Despite the massive efforts of biomedical scientists worldwide, cancer still ranks as the leading cause of death, with approximately 20 million new cases per year worldwide. One of the major reasons why the advancements made by cancer research do not guarantee complete cures is that the cytotoxic action of several physical and chemical therapeutics agents is frequently hindered by therapy resistance, resulting in disease relapse and, ultimately, patient death.
Today, cancer resistance to therapy is known to be triggered by complex and multifactorial causes, with primary or inherent resistance being exhibited by tumors prior to the first administration of the agent, and acquired resistance being shown by tumors that develop secondary unresponsiveness to therapy after an initial positive response.
One of the factors recently discovered to play a crucial role in drug resistance is the extracellular vesicle (EV)-based communication system, which links tumor cells to the surrounding and distant microenvironment.
EVs are cell-derived membrane-confined particles with different biogenesis and size range carrying a wide array of molecules, such as proteins, DNA and different classes of RNAs. EVs serve as powerful modulators of the molecular, metabolic and biochemical properties of the tumor microenvironment, with relevant consequences on the behavior and phenotype of tumor and cancer cells. In addition, over the last few years, several in vitro, in vivo and clinical studies provided evidence for a EV-mediated transmission of drug-resistance traits from cell to cell in a variety of malignancies, such as breast, prostate, lung and ovarian cancer.

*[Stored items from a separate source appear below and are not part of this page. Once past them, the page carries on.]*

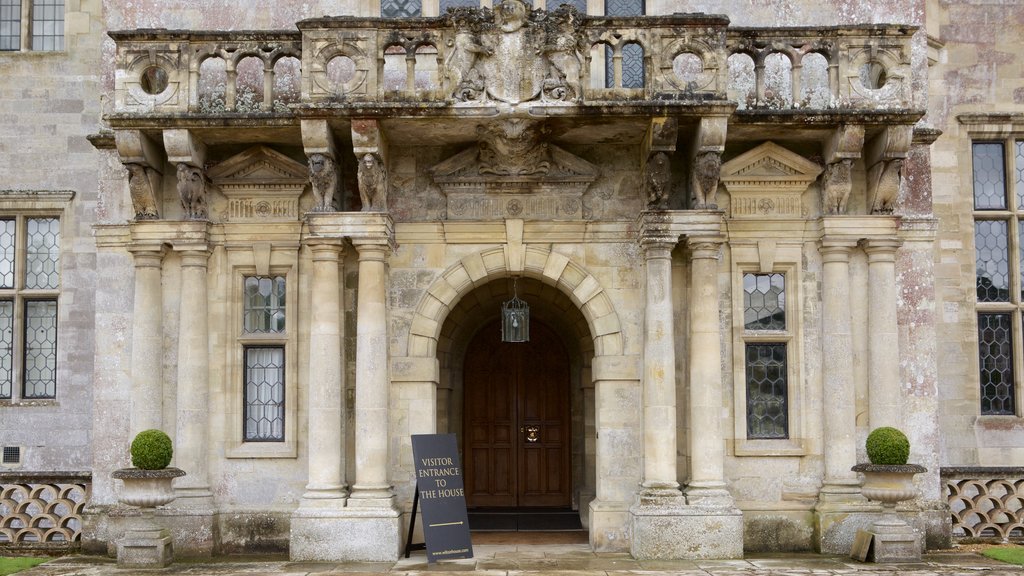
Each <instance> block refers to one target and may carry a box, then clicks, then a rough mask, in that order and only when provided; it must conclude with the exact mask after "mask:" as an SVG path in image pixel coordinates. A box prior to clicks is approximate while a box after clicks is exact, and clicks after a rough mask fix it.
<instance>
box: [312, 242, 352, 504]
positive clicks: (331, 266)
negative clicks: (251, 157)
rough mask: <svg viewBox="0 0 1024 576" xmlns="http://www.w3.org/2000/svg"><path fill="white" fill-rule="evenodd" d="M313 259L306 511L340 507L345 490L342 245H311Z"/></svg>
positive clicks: (343, 500)
mask: <svg viewBox="0 0 1024 576" xmlns="http://www.w3.org/2000/svg"><path fill="white" fill-rule="evenodd" d="M310 250H311V252H312V259H313V271H312V272H313V275H312V276H313V278H312V288H311V291H312V298H311V299H312V318H311V320H310V329H309V394H308V395H307V399H308V403H309V404H308V411H309V425H308V430H309V433H308V437H307V442H308V446H309V448H308V452H309V480H308V484H306V492H305V493H304V494H303V495H302V503H301V505H302V506H303V507H310V506H311V507H332V508H335V507H336V508H341V507H344V505H345V498H346V497H347V495H348V494H347V492H346V491H345V479H344V472H343V467H342V459H343V458H342V457H343V454H342V452H343V450H344V448H345V443H344V441H343V437H342V396H343V394H342V393H343V389H344V383H343V381H342V380H343V374H344V370H343V366H342V345H341V333H342V324H341V322H342V321H341V283H340V281H339V273H340V266H339V263H340V262H339V258H340V256H341V254H342V252H343V249H342V246H341V243H340V242H339V241H323V242H314V243H311V244H310Z"/></svg>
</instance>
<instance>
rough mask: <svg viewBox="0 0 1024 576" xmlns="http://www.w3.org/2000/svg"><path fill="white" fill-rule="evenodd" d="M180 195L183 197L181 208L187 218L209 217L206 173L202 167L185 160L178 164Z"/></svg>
mask: <svg viewBox="0 0 1024 576" xmlns="http://www.w3.org/2000/svg"><path fill="white" fill-rule="evenodd" d="M178 196H180V197H181V208H182V210H183V211H184V217H185V219H186V220H205V219H206V218H207V212H206V174H204V173H203V169H202V168H197V167H195V166H189V165H188V164H185V163H184V162H181V163H179V164H178Z"/></svg>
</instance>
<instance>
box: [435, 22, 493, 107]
mask: <svg viewBox="0 0 1024 576" xmlns="http://www.w3.org/2000/svg"><path fill="white" fill-rule="evenodd" d="M468 10H471V9H468V8H456V9H455V10H454V11H453V13H452V19H453V22H454V24H455V26H456V32H455V40H454V41H452V42H451V46H452V50H451V51H450V52H449V54H447V57H445V58H444V68H445V69H446V70H447V75H449V80H450V81H451V89H452V97H454V98H455V99H457V100H459V101H467V100H473V99H477V98H478V97H479V96H480V95H482V94H483V93H484V92H483V88H484V82H483V77H482V74H481V72H480V69H479V68H478V67H476V59H477V55H478V54H484V55H488V56H489V55H492V54H494V50H493V49H490V48H488V47H486V46H483V45H482V44H480V42H479V41H478V40H477V35H476V31H475V30H474V19H473V17H472V16H473V13H471V12H469V11H468Z"/></svg>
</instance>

With regard to the pathways activated by EVs in cancer cells undergoing adaptation to therapeutic interventions, it is worth noting that a key role is played by regulatory RNAs (namely, lncRNAs and miRNAs) and drug efflux pumps, but much more still seems to be elucidated. Moreover, exosomes are suspected to promote drug resistance by reprogramming the metabolism of cancer cells and their surrounding stromal cells, with extensive changes in mitochondrial function, bioenergetics, reactive oxygen species (ROS) production and disposal, as well as in genomic stability and epigenetic control of gene expression. In addition, the efficacy of the chimeric antigen receptor (CAR) T-based therapy, which represents a promising way to re-program T cells in vitro to find and destroy cancer cells, has been recently found to be limited by important immune escape mechanisms linked to tumor-derived extracellular vesicles.
Intriguingly, despite the increasing interest in the field of cancer resistance to therapy, the exact molecular mechanisms that are mediated by EVs in neoplasms and malignancies entering a therapy resistant condition are still largely unclear.
This research topic welcomes original researches and review articles that are focused on clarifying the mechanisms underlying EV-driven intrinsic protective traits and acquired adaptive responses observed in cancers and tumors upon physical, chemical and immune-based anti-cancer interventions.
In particular, this collection aims at elucidating at the best level the vast array of EV-mediated adaptations occurring in tumor and cancer cells that may lead to therapy resistance, in terms of transcriptional and translational regulation of genes involved in metabolic rewiring, antioxidant protection, cell cycle control, drug uptake/export, apoptotic death etc. In addition, researchers are also invited to provide data and opinions regarding strategies aimed at hijacking EV-controlled cellular communication systems, as well as the intracellular downstream pathways, with particular attention to pharmacological and nutraceutical approaches.